Their study is scheduled to be published in the Summer 2010 edition of the Yale Journal on Regulation.
In a case study of compensation at those firms from 2000-2008, the authors found that instead of decreasing bonuses as their companies declined, these executives cashed out large amounts of bonus compensation and money from sold shares. The authors estimate that during this time the top executive teams at each company derived cash flows of about $1.4 billion and $1 billion respectively from cash bonuses and equity sales.
[Click here to read the abstract or to download the full working paper from the Social Science Research Network’s website]
By quantifying the compensation of those years, the authors show these cash flows “substantially exceeded the value of the executives’ initial holdings in the beginning of the period and the executives’ net payoffs for the period were thus decidedly positive.” By disproving the widespread assumption, the case is made that incentives for executives to partake in risky investments do exist.
In a December 7, 2009 op-ed in the Financial Times, “Bankers had cashed in before the music stopped,” the authors discuss their findings.

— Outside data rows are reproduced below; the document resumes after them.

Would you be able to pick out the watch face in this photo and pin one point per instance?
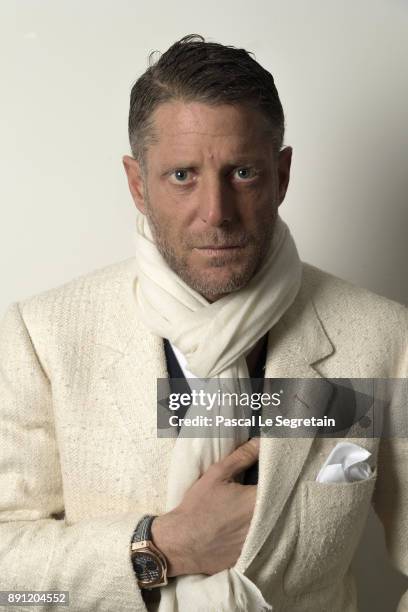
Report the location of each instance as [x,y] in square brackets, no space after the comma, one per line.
[147,568]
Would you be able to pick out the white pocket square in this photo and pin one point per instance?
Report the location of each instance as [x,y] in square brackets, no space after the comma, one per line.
[347,462]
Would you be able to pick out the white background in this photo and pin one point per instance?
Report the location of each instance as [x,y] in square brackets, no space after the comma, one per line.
[67,67]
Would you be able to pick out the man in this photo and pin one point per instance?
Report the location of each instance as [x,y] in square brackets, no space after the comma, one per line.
[216,290]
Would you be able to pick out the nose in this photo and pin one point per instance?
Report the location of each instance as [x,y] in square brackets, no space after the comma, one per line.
[216,202]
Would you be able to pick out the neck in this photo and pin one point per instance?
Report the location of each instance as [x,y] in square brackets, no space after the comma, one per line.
[253,356]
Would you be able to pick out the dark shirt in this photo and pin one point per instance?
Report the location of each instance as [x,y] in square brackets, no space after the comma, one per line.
[257,378]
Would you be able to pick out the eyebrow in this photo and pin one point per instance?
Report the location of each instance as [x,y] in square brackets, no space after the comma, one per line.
[236,163]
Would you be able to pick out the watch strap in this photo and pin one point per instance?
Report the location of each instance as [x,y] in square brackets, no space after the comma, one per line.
[143,530]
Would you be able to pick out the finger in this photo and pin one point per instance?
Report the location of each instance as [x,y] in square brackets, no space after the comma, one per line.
[240,459]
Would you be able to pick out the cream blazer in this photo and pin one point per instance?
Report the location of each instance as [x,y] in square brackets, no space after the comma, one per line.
[80,461]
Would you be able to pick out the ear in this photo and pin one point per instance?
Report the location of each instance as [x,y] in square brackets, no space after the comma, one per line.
[135,180]
[284,163]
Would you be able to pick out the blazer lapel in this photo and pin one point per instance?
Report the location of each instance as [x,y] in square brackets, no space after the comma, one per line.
[133,358]
[296,343]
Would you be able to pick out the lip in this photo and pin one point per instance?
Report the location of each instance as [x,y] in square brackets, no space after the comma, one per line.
[219,250]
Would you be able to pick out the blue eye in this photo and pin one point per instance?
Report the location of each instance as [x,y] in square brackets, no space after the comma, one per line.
[245,173]
[180,175]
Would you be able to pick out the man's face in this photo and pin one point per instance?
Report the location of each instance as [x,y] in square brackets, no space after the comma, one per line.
[210,193]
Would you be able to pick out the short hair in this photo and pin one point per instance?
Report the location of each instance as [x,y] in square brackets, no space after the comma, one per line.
[193,69]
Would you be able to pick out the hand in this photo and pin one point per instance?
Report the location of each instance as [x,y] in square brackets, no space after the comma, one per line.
[205,533]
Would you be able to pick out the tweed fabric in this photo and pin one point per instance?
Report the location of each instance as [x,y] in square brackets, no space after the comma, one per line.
[80,461]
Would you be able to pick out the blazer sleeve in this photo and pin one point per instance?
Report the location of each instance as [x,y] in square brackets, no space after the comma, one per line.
[390,498]
[38,550]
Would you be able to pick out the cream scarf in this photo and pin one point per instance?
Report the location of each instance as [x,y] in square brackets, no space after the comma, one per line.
[214,339]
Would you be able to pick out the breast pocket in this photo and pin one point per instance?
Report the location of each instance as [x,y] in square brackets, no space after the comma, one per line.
[331,521]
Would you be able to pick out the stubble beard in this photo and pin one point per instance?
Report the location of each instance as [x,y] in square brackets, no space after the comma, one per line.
[209,286]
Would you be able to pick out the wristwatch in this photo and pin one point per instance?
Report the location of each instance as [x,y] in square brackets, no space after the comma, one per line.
[149,563]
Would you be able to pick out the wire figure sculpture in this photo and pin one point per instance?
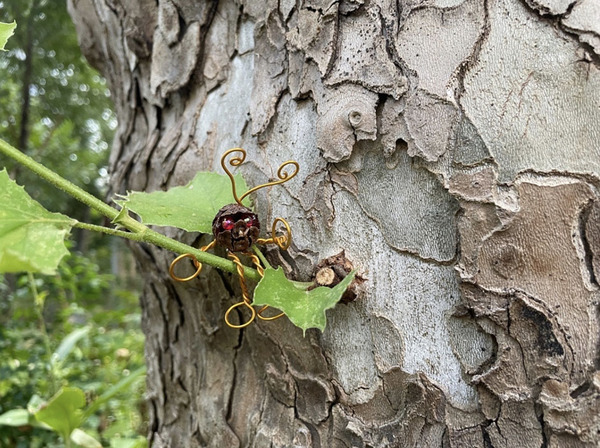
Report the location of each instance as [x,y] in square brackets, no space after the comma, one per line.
[237,229]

The director of the Program on Corporate Governance at Harvard Law School, Bebchuk is the William J. Friedman and Alicia Townsend Friedman Professor of Law, Economics, and Finance. Cohen, a professor of economics at Tel Aviv University, is a visiting professor at HLS. She will co-teach, with Charles Wang, Empirical Law and Economics in the Fall Term 2010. Spamann is a lecturer and co-executive director of the Program on Corporate Governance at Harvard Law School.